Films | Joe Bowman

film-4days.jpg1. 4 Months, 3 Weeks and 2 Days






The fact that no film was singled out to be placed on the high throne of cinematic divinity like There Will Be Blood or No Country for Old Men last year (and really, it’s too soon to tell how well either of last year’s trophy boys will stand the test of time) shouldn’t suggest a lackluster year for film. Instead, 2008 should stand as a year of strong, diverse fare, even though six of the ten below made their international debut in ’07. I had a lot of difficulty narrowing my list down to just ten, beginning with around 25 worthy choices. If you’re struggling to think of half as many films that justified your own love for cinema, I hope this list can point you in the right direction.

More than in the past few years, I feel it necessary to suggest an additional selection of films that were edged out, some for technicalities, the others because ten really is a small number. Olivier Assayas’ Summer Hours, which studies the conflicts of inheritance between three siblings (Charles Berling, Juliette Binoche, Jérémie Renier) after their mother dies, and Erick Zonca’s Julia, a reinterpretation of John Cassavetes’ Gloria starring Tilda Swinton, would have made for suitable picks, but Hours won’t hit theaters stateside until next spring, and Julia doesn’t have a date set. With the economic crisis looming and competition strong, not all exceptional films can be blessed with a theatrical release.

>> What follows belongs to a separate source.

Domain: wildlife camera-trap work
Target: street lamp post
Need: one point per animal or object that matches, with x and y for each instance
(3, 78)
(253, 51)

The two most striking direct-to-DVD debuts were Inside, the most relentless and uncompromising horror film of the past decade, and The Free Will, a disturbing, unflinching portrait of a convicted rapist’s (Jürgen Vogel) assimilation into society. As for the films that officially qualified, the list is as follows (in alphabetical order): Boy A, Dear Zachary: A Letter to a Son About His Father (the best nonfiction movie of the year), The Duchess of Langeais, Gomorrah, Happy-Go-Lucky, Hunger, In Bruges, The Last Mistress, Love Songs, Milk, Still Life, Wendy and Lucy and XXY.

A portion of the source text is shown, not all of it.